Depuis notre départ de la Nouvelle-Hollande, le vent nous avait poussés avec une si gracieuse courtoisie que nous n’eûmes pas un seul instant à craindre, dans notre passage à travers les monts de glaces, de nous voir drossés par ces rapides courants qui entraînent du pôle, et les en détachent, ces masses énormes contre lesquelles se sont ouverts tant de navires. Au contraire, quoique toujours sous ce ciel gris et morne, si fréquents dans les régions élevées, nous fûmes poussés presque toujours vent arrière, et si la présence des bancs glacés ne nous avait pas forcés, la nuit, à une attention de chaque instant, cette longue traversée, qui d’un seul coup nous faisait franchir l’Océan Pacifique de l’ouest à l’est, eût été une des plus paisibles et des moins fatigantes pour l’équipage.
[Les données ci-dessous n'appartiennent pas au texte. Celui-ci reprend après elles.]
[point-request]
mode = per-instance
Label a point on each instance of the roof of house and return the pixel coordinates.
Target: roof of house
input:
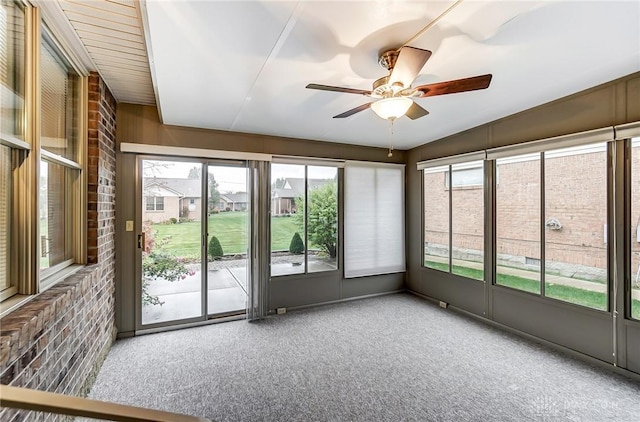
(188, 188)
(294, 187)
(235, 198)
Cependant la fringante corvette cinglait toujours, ayant sous sa quille de cuivre plusieurs milliers de brasses d’eau, et s’avançait, majestueusement parée de presque toutes ses voiles, vers le cap Horn, dont le nom seul rappelle une des nuits les plus orageuses du monde, et dont les rocs menaçants ont vu tant de naufrages, étouffé tant de sanglots.

Doubler ce cap redoutable était pour nous un jour de fête ; nous touchions, pour ainsi dire, au terme de notre pénible et laborieuse campagne, nous apercevions déjà là-bas, là-bas, à l’horizon, cette Europe, dont plus de trois années nous séparaient, et nous sillonnions de nouveau l’Atlantique, dont nous avions gardé un doux souvenir.